La rencontre à Corps et la réaction des alliés au congrès de Vienne
Napoléon poursuivit sa remontée vers Grenoble depuis Gap qu'il laissa le 5 mars pour rejoindre Corps le lendemain. Apprenant que son avant-garde et les troupes royalistes ne s'étaient pas affrontées à La Mure, il les rejoignit le 7 mars à la prairie de Laffrey, depuis appelée « prairie de la Rencontre ». Malgré les ordres de faire feu de Lessart aux troupes de Louis XVIII, Napoléon s'avança vers les soldats : « Soldats du 5e de Ligne, je suis votre Empereur, reconnaissez-moi ! S'il est parmi vous un soldat qui veuille tuer son Empereur, me voici ! ». Gagnés à sa cause, les soldats abandonnèrent les rangs royalistes pour se joindre à lui sur la route de Grenoble.
La veille, dans la nuit du 6 au 7 mars, les grandes puissances alliées et la délégation royaliste au congrès de Vienne avaient appris le départ de Napoléon d'Elbe. Les réunions qu'ils tinrent le 7 mars au matin et en soirée n'aboutirent à rien de concret : seule fut proclamée une union de principe contre Napoléon, qu'ils croyaient sur la route de l'Italie. Une des mesures annexes prises à l'annonce de cette fuite fut le confinement de Marie-Louise et du roi de Rome à Vienne.
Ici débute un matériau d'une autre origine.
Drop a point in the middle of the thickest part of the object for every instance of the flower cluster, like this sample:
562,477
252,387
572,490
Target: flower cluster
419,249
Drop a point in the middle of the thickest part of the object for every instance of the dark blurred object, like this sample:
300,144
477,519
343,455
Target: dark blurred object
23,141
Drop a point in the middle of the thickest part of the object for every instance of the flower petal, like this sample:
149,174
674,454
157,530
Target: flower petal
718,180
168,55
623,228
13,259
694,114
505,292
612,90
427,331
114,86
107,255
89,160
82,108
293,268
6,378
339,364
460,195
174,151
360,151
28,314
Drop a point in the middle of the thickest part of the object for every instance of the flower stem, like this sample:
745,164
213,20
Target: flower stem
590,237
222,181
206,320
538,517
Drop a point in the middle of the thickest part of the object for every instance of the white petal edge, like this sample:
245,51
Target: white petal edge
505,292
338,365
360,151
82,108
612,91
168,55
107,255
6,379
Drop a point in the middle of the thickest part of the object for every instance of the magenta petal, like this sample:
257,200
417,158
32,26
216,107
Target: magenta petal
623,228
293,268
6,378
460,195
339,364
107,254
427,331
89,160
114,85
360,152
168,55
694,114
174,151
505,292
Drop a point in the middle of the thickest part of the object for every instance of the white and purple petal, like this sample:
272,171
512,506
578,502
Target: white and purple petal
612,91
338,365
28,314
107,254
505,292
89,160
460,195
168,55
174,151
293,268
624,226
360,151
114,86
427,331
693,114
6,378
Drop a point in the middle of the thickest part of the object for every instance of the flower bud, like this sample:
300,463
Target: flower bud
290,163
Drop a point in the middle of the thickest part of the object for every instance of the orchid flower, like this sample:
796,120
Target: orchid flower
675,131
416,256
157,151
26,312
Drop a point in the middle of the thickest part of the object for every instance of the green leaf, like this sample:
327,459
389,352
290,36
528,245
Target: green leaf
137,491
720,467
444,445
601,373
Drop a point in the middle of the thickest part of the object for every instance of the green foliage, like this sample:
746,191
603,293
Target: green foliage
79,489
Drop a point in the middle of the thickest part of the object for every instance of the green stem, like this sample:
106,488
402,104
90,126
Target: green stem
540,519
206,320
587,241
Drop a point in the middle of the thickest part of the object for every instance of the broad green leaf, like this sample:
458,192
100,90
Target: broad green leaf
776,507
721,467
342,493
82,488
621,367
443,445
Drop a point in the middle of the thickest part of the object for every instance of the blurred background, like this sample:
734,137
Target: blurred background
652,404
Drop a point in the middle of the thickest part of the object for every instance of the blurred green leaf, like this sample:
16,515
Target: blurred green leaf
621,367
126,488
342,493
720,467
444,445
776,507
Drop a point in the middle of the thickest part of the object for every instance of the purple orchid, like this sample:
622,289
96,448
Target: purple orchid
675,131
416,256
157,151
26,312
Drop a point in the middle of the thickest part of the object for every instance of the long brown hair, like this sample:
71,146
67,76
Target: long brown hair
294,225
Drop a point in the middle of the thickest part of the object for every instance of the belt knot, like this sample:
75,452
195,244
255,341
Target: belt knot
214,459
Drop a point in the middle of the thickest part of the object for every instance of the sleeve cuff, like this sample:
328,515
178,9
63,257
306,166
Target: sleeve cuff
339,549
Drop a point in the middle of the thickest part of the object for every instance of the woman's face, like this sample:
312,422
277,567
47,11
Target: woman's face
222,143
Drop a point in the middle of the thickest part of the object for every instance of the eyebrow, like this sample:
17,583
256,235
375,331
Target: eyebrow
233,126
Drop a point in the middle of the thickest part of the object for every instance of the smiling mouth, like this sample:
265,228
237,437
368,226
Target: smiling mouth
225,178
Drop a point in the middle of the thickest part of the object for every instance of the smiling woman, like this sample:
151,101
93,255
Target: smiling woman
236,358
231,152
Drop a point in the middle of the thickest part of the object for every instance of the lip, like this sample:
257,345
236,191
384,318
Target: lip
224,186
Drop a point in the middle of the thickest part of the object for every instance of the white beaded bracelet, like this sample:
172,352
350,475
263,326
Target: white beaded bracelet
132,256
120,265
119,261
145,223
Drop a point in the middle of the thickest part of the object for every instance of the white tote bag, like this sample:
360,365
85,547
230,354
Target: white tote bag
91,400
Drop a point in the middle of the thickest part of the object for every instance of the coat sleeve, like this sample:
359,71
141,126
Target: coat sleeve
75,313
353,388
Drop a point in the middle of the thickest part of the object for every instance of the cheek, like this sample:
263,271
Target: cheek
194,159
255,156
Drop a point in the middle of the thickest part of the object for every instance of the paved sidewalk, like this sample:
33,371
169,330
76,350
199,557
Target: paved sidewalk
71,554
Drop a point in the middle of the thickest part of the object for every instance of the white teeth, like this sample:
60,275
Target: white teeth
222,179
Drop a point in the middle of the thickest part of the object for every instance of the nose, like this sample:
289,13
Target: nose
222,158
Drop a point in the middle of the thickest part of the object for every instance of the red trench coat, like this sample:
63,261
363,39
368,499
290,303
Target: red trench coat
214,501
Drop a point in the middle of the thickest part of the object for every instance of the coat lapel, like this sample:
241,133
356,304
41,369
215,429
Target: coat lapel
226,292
Le « Prince » à Grenoble puis Lyon, redevenu Empereur à Paris 
Arrivé à Grenoble le 8 mars, Napoléon poursuivit son périple vers Lyon, qu'il atteignit le 10 pour y rester deux jours afin d'élaborer le retour de l'Empire : ses décrets du 13 mars en furent le résultat. La semaine suivante, il allait se rapprocher jour après jour plus près de la capitale où il parvint le 20 au soir. Il constitua alors, depuis le palais des Tuileries, son nouveau gouvernement. Pendant les jours suivants jusqu'au mois d'avril, l'Empereur s'attacha à rétablir les principales institutions impériales dans Paris et toute la France.

Impossibles négociations avec Vienne

Le 2 avril 1815, Napoléon avait fait parvenir à Vienne une demande de négociations via Caulaincourt, à qui il avait confié le ministère des Affaires étrangères dès son retour à Paris. Cette tentative n'eut aucun effet sur le congrès de Vienne et dès le 4 avril, Castlereagh signifia à Caulaincourt l'union des souverains européens contre Napoléon.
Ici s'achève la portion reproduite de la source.